University in Burgas, Bulgaria

Burgas Free University (BFU) is a private university located in Burgas, Bulgaria. It is one of the first non-state universities in Bulgaria, established in the industrial and cultural centеr in the south-eastern region of the country, Burgas.

== University management ==
- President: Prof. Petko Chobanov, PhD
- Rector: Prof. Milen Baltov, PhD
- Vice-Rector: Prof. Mariya Alexieva, PhD
- Deputy Rector of Academic Affairs and Accreditation: Darina Dimitrova

== Faculty ==
- Faculty of Legal Studies
- Faculty of Business Studies
- Faculty of Computer Science and Engineering
- Faculty of Humanities

== Admission ==
Burgas Free University offers admission to Bachelor's, Master's and Doctoral programs in specialties imposed in practice and guaranteeing successful professional realization.

== Statute ==
Burgas Free University /BFU/ was established with an Act of The Great National Assembly on 18 September 1991, and is one of the first non-state universities in the country.

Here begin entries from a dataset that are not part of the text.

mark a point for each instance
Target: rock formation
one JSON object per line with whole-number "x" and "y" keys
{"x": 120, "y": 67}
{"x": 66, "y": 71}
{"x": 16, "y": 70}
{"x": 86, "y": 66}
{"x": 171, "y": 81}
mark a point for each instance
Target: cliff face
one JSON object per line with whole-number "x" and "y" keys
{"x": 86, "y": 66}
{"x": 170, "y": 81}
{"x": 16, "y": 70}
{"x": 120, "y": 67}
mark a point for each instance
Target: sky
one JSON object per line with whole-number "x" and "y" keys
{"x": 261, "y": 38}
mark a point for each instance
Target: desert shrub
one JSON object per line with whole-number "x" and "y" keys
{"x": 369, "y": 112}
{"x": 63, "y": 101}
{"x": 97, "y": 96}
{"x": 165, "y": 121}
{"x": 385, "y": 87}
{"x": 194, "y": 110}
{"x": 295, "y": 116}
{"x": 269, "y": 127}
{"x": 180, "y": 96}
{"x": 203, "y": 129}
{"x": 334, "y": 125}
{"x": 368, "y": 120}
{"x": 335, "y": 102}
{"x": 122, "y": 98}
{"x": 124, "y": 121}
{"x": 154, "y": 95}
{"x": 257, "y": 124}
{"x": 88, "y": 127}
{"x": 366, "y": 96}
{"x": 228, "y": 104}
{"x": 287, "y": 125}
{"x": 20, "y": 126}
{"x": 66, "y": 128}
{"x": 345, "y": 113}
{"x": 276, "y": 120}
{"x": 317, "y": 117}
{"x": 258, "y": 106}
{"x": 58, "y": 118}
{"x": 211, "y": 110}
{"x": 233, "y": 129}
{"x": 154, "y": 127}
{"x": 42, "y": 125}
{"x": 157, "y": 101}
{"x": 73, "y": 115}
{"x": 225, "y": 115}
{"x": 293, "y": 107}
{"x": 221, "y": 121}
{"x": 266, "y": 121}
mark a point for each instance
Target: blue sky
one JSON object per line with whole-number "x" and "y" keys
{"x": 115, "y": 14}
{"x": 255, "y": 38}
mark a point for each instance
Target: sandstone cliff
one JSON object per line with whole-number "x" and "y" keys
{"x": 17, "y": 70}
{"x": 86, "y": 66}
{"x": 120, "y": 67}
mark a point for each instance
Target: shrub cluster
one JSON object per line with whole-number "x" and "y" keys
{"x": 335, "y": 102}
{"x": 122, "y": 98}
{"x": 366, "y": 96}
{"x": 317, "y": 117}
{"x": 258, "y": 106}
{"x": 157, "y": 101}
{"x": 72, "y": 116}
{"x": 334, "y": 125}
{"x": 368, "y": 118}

- BFU is a member of the European Universities Association /EUA/.
- It has signed Agreements of Cooperation with 36 universities and organizations in Europe, America, Asia and Africa.
- It implements students and staff exchange programmes with 24 universities in Europe.
- It participates in the ECTS.
- It works under joint international projects with more than 100 universities and organizations.
- BFU is a partner of UNESCO under the UNITWIN/UNESCO Chairs Prpgramme, and is a host institution of UNESCO Chair on Culture of Peace and Human Rights.

== Facilities ==
Its building was constructed in 2004 and has a total area of 22,500 square meters. The building of BFU was awarded the “Building of the Year” Prize for 2004 in a competition organized by the Ministry of Regional Development of Bulgaria, in the area of architecture and civil engineering, and its architect was elected “The Architect of the Year".